Perché lavorare dopo la pensione?

Molte persone decidono di rimettersi a lavorare dopo la pensione per diverse ragioni che variano a seconda dello stile di vita o delle necessità economiche. Infatti, per alcuni la scelta di continuare a lavorare è attribuita ad una questione di abitudine, per altri invece le ragioni economiche giocano un ruolo abbastanza significativo: molti ritornano a lavorare dopo la pensione per integrare il reddito pensionistico, garantendo così una maggiore sicurezza finanziaria e la possibilità di affrontare spese.

Chi percepisce la pensione può lavorare?

Dal 1° gennaio 2009, grazie al Decreto Legge 112/2008, è stato annullato il divieto di cumulo tra redditi da pensione e da lavoro. Questo permette ai pensionati di svolgere un’attività lavorativa mentre percepiscono la pensione.

Appena si accede alla pensione di vecchiaia, infatti, è possibile iniziare una qualsiasi altra attività lavorativa.
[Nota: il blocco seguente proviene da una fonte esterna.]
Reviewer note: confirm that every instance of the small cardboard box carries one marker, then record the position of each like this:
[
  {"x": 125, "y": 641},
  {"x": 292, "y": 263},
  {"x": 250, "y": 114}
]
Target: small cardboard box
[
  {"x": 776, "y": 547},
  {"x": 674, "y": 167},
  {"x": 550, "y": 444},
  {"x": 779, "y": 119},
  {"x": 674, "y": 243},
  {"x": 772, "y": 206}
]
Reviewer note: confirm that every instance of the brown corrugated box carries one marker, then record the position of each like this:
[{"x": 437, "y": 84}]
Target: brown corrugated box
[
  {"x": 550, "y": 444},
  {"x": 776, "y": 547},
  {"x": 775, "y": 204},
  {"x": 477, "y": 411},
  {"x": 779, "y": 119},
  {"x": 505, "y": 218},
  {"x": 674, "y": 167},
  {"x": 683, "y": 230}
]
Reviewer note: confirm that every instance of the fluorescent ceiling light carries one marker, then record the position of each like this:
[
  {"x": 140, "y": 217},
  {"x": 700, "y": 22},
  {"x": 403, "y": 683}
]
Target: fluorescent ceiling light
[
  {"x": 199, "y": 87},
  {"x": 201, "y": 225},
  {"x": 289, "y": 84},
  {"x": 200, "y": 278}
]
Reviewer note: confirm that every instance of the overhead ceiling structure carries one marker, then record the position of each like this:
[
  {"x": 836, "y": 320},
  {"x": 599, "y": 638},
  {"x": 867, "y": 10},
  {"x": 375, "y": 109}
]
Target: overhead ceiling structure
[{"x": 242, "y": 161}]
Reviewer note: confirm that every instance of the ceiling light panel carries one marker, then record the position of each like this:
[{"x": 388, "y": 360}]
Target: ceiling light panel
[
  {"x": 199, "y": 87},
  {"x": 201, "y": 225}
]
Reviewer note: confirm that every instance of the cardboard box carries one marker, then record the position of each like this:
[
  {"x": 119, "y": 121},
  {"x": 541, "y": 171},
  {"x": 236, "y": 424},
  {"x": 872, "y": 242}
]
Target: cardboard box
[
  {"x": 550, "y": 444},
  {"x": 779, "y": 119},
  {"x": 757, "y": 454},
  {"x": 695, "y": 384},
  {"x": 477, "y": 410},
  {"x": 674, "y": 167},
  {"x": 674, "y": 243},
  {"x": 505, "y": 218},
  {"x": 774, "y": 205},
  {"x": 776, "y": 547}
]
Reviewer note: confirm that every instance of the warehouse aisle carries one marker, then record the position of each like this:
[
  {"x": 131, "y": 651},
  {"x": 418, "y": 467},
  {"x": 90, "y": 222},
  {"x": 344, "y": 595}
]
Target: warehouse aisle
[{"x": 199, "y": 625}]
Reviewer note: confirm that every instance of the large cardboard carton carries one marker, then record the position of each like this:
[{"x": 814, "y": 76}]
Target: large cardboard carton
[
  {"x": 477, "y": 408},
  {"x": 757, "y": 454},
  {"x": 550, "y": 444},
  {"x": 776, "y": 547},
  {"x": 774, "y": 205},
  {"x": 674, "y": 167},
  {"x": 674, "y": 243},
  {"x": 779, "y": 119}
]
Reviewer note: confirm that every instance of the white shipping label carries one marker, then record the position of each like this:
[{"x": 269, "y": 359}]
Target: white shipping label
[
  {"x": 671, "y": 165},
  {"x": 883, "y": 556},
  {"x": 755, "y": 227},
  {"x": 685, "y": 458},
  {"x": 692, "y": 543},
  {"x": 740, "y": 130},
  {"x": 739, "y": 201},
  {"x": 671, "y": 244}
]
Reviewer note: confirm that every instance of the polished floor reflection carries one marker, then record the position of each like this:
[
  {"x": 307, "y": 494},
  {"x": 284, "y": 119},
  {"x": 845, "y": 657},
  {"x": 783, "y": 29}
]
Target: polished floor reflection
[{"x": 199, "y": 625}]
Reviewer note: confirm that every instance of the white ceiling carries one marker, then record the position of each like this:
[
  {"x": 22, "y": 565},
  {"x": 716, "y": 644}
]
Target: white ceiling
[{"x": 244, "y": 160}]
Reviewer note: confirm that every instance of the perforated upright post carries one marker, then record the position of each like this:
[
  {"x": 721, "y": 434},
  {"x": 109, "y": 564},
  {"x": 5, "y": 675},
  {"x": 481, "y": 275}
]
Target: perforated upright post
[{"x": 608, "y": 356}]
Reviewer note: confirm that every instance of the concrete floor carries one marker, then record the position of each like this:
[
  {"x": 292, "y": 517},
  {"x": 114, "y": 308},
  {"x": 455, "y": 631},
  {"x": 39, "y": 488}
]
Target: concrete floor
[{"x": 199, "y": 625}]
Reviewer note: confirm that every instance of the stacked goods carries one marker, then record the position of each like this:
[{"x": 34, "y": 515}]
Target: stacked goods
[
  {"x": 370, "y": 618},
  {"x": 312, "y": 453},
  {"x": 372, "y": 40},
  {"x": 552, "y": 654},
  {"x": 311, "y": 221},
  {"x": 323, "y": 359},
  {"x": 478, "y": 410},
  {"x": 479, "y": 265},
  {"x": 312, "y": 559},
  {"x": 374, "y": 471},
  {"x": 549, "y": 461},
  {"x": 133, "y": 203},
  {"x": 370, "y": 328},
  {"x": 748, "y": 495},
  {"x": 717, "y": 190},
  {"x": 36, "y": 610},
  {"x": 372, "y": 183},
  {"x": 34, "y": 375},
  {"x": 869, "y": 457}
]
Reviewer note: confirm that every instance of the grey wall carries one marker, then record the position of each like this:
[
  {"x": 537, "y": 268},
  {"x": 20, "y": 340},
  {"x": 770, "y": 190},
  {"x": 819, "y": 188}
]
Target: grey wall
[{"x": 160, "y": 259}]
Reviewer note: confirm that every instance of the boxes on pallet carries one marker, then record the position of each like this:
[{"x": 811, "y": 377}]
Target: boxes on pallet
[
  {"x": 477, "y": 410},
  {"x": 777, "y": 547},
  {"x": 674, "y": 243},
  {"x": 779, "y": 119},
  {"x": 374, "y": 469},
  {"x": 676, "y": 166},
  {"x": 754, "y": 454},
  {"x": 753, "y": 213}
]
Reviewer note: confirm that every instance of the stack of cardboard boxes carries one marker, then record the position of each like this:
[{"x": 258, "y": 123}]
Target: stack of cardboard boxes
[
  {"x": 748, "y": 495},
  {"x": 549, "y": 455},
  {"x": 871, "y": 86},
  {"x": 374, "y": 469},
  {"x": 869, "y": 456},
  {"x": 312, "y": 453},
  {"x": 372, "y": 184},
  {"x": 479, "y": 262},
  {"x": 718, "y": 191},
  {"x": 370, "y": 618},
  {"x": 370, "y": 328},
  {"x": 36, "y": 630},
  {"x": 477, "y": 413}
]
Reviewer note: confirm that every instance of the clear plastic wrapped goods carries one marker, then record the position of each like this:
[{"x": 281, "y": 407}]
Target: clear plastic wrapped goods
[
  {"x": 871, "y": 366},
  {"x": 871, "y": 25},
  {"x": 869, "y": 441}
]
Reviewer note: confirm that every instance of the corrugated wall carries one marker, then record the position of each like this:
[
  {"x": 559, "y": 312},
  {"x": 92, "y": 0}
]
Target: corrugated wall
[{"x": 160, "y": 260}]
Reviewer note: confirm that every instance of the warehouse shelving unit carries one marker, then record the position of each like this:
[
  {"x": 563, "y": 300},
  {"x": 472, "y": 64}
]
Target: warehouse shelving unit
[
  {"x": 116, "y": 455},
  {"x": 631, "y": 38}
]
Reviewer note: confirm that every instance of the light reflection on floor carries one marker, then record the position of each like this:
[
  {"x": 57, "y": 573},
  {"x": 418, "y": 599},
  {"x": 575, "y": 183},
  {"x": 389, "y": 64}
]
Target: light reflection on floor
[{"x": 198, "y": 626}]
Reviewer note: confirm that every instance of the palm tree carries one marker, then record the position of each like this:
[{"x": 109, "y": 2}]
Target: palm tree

Nonostante ciò, è importante considerare che i redditi aggiuntivi faranno cumulo nella dichiarazione dei redditi, formando una base imponibile unica su cui verranno calcolate le tasse.

Il cumulo di redditi da lavoro e da pensione è consentito a tutti coloro che vanno in pensione con il sistema retributivo o misto, ovvero tutti coloro che hanno iniziato a versare contributi prima del 31 dicembre 1995.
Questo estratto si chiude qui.